Анатоль остановил его:
– Не трогай, ты его испугаешь, он убьется. А?… Что тогда?… А?…
Долохов обернулся, поправляясь и опять расперевшись руками.
– Ежели кто ко мне еще будет соваться, – сказал он, редко пропуская слова сквозь стиснутые и тонкие губы, – я того сейчас спущу вот сюда. Ну!…
Сказав «ну»!, он повернулся опять, отпустил руки, взял бутылку и поднес ко рту, закинул назад голову и вскинул кверху свободную руку для перевеса. Один из лакеев, начавший подбирать стекла, остановился в согнутом положении, не спуская глаз с окна и спины Долохова. Анатоль стоял прямо, разинув глаза. Англичанин, выпятив вперед губы, смотрел сбоку. Тот, который останавливал, убежал в угол комнаты и лег на диван лицом к стене. Пьер закрыл лицо, и слабая улыбка, забывшись, осталась на его лице, хоть оно теперь выражало ужас и страх. Все молчали. Пьер отнял от глаз руки: Долохов сидел всё в том же положении, только голова загнулась назад, так что курчавые волосы затылка прикасались к воротнику рубахи, и рука с бутылкой поднималась всё выше и выше, содрогаясь и делая усилие. Бутылка видимо опорожнялась и с тем вместе поднималась, загибая голову. «Что же это так долго?» подумал Пьер. Ему казалось, что прошло больше получаса. Вдруг Долохов сделал движение назад спиной, и рука его нервически задрожала; этого содрогания было достаточно, чтобы сдвинуть всё тело, сидевшее на покатом откосе. Он сдвинулся весь, и еще сильнее задрожали, делая усилие, рука и голова его. Одна рука поднялась, чтобы схватиться за подоконник, но опять опустилась. Пьер опять закрыл глаза и сказал себе, что никогда уж не откроет их. Вдруг он почувствовал, что всё вокруг зашевелилось. Он взглянул: Долохов стоял на подоконнике, лицо его было бледно и весело.
– Пуста!
Он кинул бутылку англичанину, который ловко поймал ее. Долохов спрыгнул с окна. От него сильно пахло ромом.
– Отлично! Молодцом! Вот так пари! Чорт вас возьми совсем! – кричали с разных сторон.
Англичанин, достав кошелек, отсчитывал деньги. Долохов хмурился и молчал. Пьер вскочил на окно.

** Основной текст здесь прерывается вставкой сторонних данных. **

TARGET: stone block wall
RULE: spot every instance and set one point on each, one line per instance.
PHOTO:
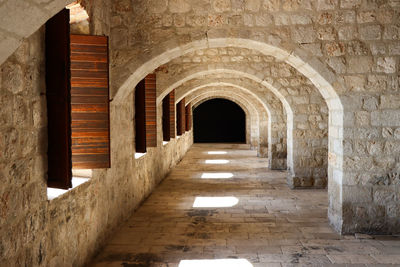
(68, 230)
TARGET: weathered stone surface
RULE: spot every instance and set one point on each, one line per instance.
(322, 52)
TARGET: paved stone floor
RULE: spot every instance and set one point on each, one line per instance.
(270, 225)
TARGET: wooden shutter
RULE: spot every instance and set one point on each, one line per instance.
(151, 110)
(172, 114)
(180, 118)
(146, 114)
(90, 102)
(58, 101)
(166, 119)
(169, 116)
(188, 117)
(140, 118)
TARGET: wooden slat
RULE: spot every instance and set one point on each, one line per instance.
(58, 101)
(90, 102)
(140, 118)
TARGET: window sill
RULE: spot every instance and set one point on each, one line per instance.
(53, 193)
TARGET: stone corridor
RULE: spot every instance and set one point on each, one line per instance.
(270, 225)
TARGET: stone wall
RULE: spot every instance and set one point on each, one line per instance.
(68, 230)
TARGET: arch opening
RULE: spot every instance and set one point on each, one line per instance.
(219, 121)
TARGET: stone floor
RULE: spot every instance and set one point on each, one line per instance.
(270, 225)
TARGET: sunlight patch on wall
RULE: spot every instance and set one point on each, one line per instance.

Господа! Кто хочет со мною пари? Я то же сделаю, – вдруг крикнул он. – И пари не нужно, вот что. Вели дать бутылку. Я сделаю… вели дать.
– Пускай, пускай! – сказал Долохов, улыбаясь.
– Что ты? с ума сошел? Кто тебя пустит? У тебя и на лестнице голова кружится, – заговорили с разных сторон.
– Я выпью, давай бутылку рому! – закричал Пьер, решительным и пьяным жестом ударяя по столу, и полез в окно.
Его схватили за руки; но он был так силен, что далеко оттолкнул того, кто приблизился к нему.
– Нет, его так не уломаешь ни за что, – говорил Анатоль, – постойте, я его обману. Послушай, я с тобой держу пари, но завтра, а теперь мы все едем к***.
– Едем, – закричал Пьер, – едем!… И Мишку с собой берем…
И он ухватил медведя, и, обняв и подняв его, стал кружиться с ним по комнате.


Князь Василий исполнил обещание, данное на вечере у Анны Павловны княгине Друбецкой, просившей его о своем единственном сыне Борисе. О нем было доложено государю, и, не в пример другим, он был переведен в гвардию Семеновского полка прапорщиком. Но адъютантом или состоящим при Кутузове Борис так и не был назначен, несмотря на все хлопоты и происки Анны Михайловны. Вскоре после вечера Анны Павловны Анна Михайловна вернулась в Москву, прямо к своим богатым родственникам Ростовым, у которых она стояла в Москве и у которых с детства воспитывался и годами живал ее обожаемый Боренька, только что произведенный в армейские и тотчас же переведенный в гвардейские прапорщики. Гвардия уже вышла из Петербурга 10 го августа, и сын, оставшийся для обмундирования в Москве, должен был догнать ее по дороге в Радзивилов.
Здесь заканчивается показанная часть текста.